- Relator(a)
- Ministro Rogerio Schietti Cruz
- Órgão julgador
- Sexta Turma
- Data do julgamento
- 03/09/2025
- Data de publicação
- 08/09/2025
STJ – Acórdão, Rel. Ministro Rogerio Schietti Cruz, Sexta Turma, j. 03/09/2025, p. 08/09/2025
AGRAVO REGIMENTAL NO RECURSO ESPECIAL. CRIMES CONTRA O SISTEMA FINANCEIRO NACIONAL E ASSOCIAÇÃO CRIMINOSA. PRESCRIÇÃO DA PRETENSÃO PUNITIVA. CRIMES PERMANENTES. MARCO INICIAL DO PRAZO PRESCRICIONAL. DELIMITAÇÃO TEMPORAL NA DENÚNCIA. CESSAÇÃO DA PERMANÊNCIA. CONFIGURAÇÃO. AGRAVO REGIMENTAL NÃO PROVIDO. 1. É incontestável que os crimes de fazer operar instituição financeira sem autorização (art. 16 da Lei n. 7.492/86) e associação criminosa (art. 288 do CP) têm natureza permanente. Todavia, a aplicação da regra do art. 111, III, do CP demanda a verificação, no caso concreto, de quando efetivamente cessou o estado de permanência. 2. Embora o crime permanente se caracterize pela possibilidade de o agente fazer cessar a conduta a qualquer momento, a determinação de quando efetivamente cessou a permanência é questão de fato que deve ser extraída dos elementos probatórios disponíveis. 3. No caso concreto, a denúncia é específica ao delimitar o período em que as condutas delitivas haveriam ocorrido - entre 06/12/2010 e 20/12/2010. Na linha desenvolvida pela acusação, os acusados teriam promovido a saída de divisas para o exterior mediante a celebração de 67 operações de câmbio sem causa jurídica lícita. Com isso, o órgão acusatório, ao formular a imputação, limitou temporalmente a ocorrência dos fatos. Não há na denúncia nenhuma menção à continuidade das condutas após 20/12/2010, o que permite concluir que esta é a data da cessação da permanência delitiva. 4. Não se trata de mera referência a operações específicas realizadas naquele período, mas sim da própria delimitação temporal da imputação. Assim, tendo a denúncia estabelecido o marco final da prática delitiva em 20/12/2010, é a partir desta data que deve ser contado o prazo prescricional, nos termos do art. 111, III, do Código Penal.
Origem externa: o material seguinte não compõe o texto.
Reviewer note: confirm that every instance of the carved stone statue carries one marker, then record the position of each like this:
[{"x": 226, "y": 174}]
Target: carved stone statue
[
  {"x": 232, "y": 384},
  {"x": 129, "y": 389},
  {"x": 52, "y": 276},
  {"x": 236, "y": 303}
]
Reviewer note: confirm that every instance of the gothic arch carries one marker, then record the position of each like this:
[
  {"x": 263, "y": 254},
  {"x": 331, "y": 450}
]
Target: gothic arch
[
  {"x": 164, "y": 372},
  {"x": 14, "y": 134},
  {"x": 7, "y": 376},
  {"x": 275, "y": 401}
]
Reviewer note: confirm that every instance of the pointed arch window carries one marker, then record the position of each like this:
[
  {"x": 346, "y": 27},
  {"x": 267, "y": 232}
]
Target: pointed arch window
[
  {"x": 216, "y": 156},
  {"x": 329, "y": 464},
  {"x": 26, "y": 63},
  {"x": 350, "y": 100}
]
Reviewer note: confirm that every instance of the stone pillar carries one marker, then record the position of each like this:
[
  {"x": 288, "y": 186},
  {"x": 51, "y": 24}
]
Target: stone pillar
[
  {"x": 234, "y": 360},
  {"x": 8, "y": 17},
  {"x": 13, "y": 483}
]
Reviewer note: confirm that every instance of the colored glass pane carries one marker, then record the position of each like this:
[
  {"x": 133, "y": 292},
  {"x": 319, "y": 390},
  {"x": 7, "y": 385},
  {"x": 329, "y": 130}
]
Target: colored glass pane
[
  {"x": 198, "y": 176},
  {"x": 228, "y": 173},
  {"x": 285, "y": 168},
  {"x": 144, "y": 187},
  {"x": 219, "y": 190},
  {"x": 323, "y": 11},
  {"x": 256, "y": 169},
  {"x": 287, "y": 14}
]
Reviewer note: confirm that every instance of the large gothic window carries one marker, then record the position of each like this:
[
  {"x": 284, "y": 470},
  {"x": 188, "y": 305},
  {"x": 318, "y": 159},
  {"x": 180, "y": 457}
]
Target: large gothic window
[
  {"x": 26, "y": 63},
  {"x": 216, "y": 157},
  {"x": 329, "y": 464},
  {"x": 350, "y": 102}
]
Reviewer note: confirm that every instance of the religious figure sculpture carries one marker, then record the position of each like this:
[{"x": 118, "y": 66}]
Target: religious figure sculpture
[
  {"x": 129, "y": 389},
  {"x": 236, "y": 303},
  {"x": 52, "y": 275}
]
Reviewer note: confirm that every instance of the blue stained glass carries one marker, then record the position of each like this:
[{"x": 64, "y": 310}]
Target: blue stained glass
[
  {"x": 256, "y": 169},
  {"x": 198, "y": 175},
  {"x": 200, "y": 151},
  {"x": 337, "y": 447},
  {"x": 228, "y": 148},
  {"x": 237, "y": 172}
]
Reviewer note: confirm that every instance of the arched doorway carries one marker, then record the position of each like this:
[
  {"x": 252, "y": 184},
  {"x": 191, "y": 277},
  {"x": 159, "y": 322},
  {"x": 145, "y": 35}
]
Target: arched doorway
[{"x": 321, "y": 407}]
Considerando que o último fato narrado na denúncia ocorreu em 20/12/2010 e que a denúncia foi recebida em 19/1/2021, transcorreu prazo superior a 10 anos, o que configura a ocorrência da prescrição da pretensão punitiva estatal em relação a ambos os delitos. 5. Agravo regimental não provido. (AgRg no REsp n. 2.100.832/ES, relator Ministro Rogerio Schietti Cruz, Sexta Turma, julgado em 3/9/2025, DJEN de 8/9/2025.)